How can I clean that up and how can I get rid of the SHA1 warning?
For SHA1, I tried update-crypto-policies --set DEFAULT command but it didn’t change anything.
This is one my test VMs, I can roll back any time to AL8 and do other tests. Also important note: this system, including a few others were migrated from CentOS 8 to AL8.
Idea here is to have the cleanest state as possible after migration.
Thanks in advance for your help!
PS: overall was the migration pretty smooth for now
I can’t say I’ve ever seen that warning before, but I’d be inclined to do a like, rpm -qa | xargs -n1 rpm -q to see if I can get rpm to issue the warning more specifically about a particular RPM. Or figure out what --qf you have to give it to show you algorithms per package.
I have tried on my test system, except the warning itself, it didn’t show any extra info.
But I also seen that on a system that was a “fresh” AL8, the SHA1 warning didn’t show up so I guess this is legacy stuff that I brought along when migrating from CentOS.
Everything looks OK when I launch this command, but I think the upgrade process is doing the same, it updates everything that is in new repositories.
Now question for you both (or anybody else!), I’ve tried a few things that I’d like you validate:
AL8 package cleanup
I used the following commands (because those packages were not relevant to any app):
*um remove el8 dnf autoremove rpm -e --nodeps for all remainings one (I had 3 left)
This removed every legacy stuff.
GPG warning
I used these 2 commands to find and delete GPG keys rpm -q gpg-pubkey --qf ‘%{name}-%{version}-%{release} → %{summary}\n’ rpm -e gpg-pubkey-id for each key from the above command.
The only problem is: I don’t have enough knowledge to be 100% sure I’m not breaking anything with these 2 methods.
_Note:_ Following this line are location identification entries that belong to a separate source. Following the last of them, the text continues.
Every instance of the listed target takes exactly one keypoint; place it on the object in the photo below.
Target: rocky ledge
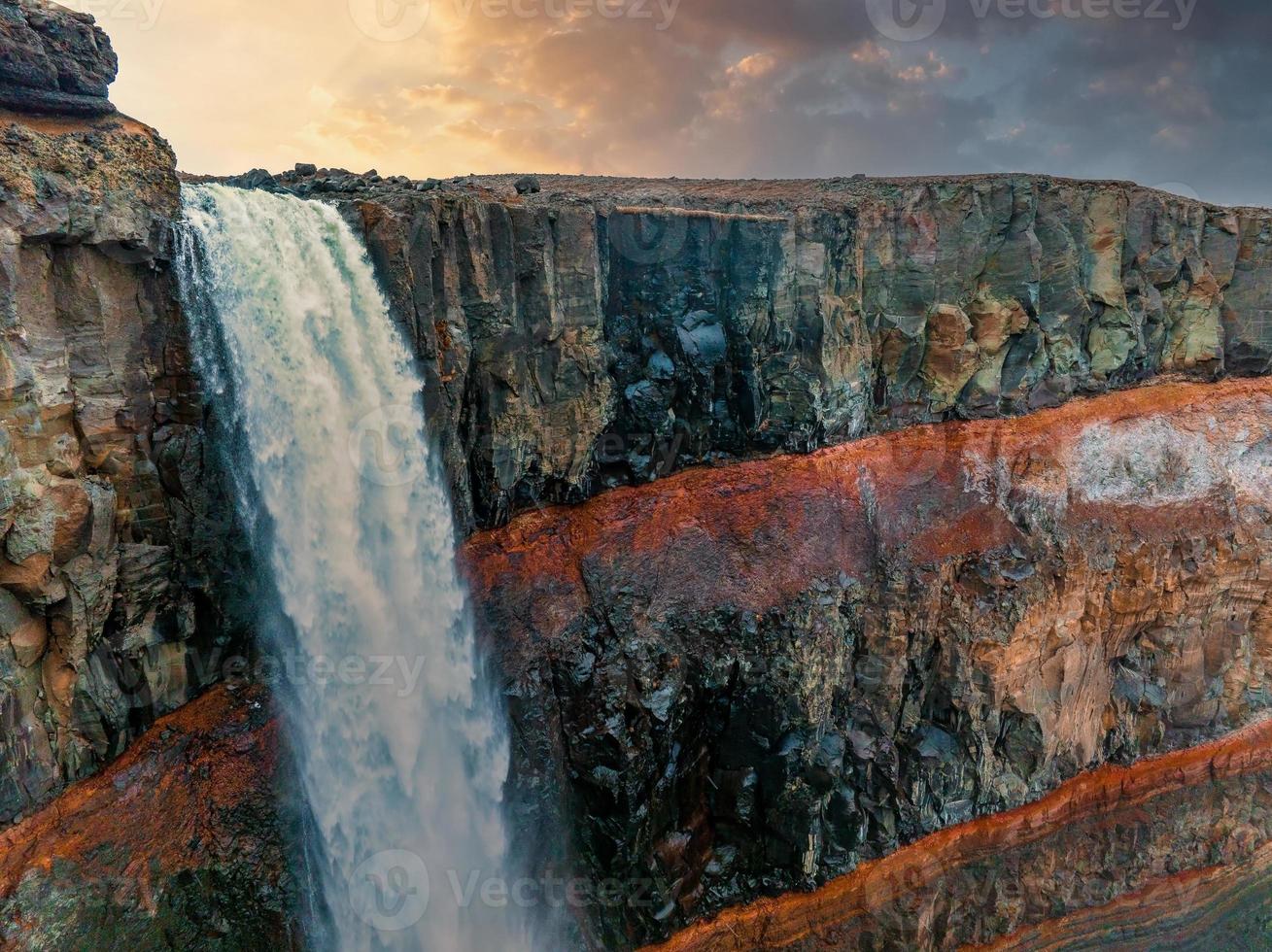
(997, 683)
(583, 333)
(177, 845)
(111, 528)
(1176, 850)
(745, 680)
(53, 60)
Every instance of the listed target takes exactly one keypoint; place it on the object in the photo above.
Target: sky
(1169, 93)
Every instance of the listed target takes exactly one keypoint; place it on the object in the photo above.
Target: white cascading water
(399, 742)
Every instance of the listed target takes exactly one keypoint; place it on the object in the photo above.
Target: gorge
(860, 563)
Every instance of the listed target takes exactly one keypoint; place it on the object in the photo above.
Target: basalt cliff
(868, 563)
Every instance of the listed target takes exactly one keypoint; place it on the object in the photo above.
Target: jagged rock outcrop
(1173, 852)
(111, 531)
(752, 679)
(608, 332)
(53, 60)
(181, 844)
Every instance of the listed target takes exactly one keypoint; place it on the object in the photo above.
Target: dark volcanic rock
(603, 333)
(180, 845)
(1060, 873)
(752, 679)
(53, 60)
(114, 527)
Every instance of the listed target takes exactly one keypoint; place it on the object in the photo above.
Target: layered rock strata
(53, 60)
(177, 845)
(112, 530)
(1174, 850)
(607, 332)
(753, 679)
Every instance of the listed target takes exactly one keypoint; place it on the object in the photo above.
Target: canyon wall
(757, 678)
(898, 507)
(607, 332)
(111, 531)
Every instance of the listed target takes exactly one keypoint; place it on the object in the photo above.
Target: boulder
(53, 60)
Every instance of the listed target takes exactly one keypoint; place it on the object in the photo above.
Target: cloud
(786, 87)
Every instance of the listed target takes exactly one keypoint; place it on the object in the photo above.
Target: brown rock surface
(607, 332)
(108, 527)
(1172, 849)
(756, 678)
(53, 60)
(177, 845)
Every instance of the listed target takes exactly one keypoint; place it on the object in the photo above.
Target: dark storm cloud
(1155, 90)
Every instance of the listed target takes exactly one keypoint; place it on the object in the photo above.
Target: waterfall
(399, 742)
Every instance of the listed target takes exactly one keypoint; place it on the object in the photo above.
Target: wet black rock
(53, 60)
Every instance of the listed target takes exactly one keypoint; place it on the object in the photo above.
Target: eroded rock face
(603, 332)
(111, 530)
(53, 60)
(752, 679)
(1174, 850)
(178, 845)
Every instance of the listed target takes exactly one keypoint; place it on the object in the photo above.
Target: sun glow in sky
(1164, 91)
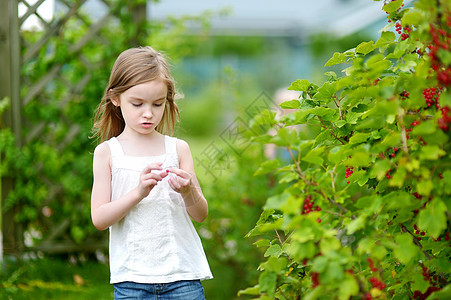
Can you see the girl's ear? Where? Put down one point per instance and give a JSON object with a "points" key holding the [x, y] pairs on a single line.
{"points": [[114, 98]]}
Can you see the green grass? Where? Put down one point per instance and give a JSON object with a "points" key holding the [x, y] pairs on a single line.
{"points": [[54, 279]]}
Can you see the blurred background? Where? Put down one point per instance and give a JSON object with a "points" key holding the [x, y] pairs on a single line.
{"points": [[230, 59]]}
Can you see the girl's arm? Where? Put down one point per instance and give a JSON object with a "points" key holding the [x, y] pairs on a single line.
{"points": [[105, 212], [187, 185]]}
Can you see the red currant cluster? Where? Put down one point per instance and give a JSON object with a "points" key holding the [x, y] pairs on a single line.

But I didn’t had any error by trying to reach repositories or anything, everything was apparently working fine.
Huh, well, so I’d still be curious to know then if rpm’s issuing of that warning can be isolated to any particular rpm -q packagename.
I think the hazard of doing that rpm -e --nodeps depends on what those packages were and what was depending on them or otherwise preventing them from being uninstalled normally.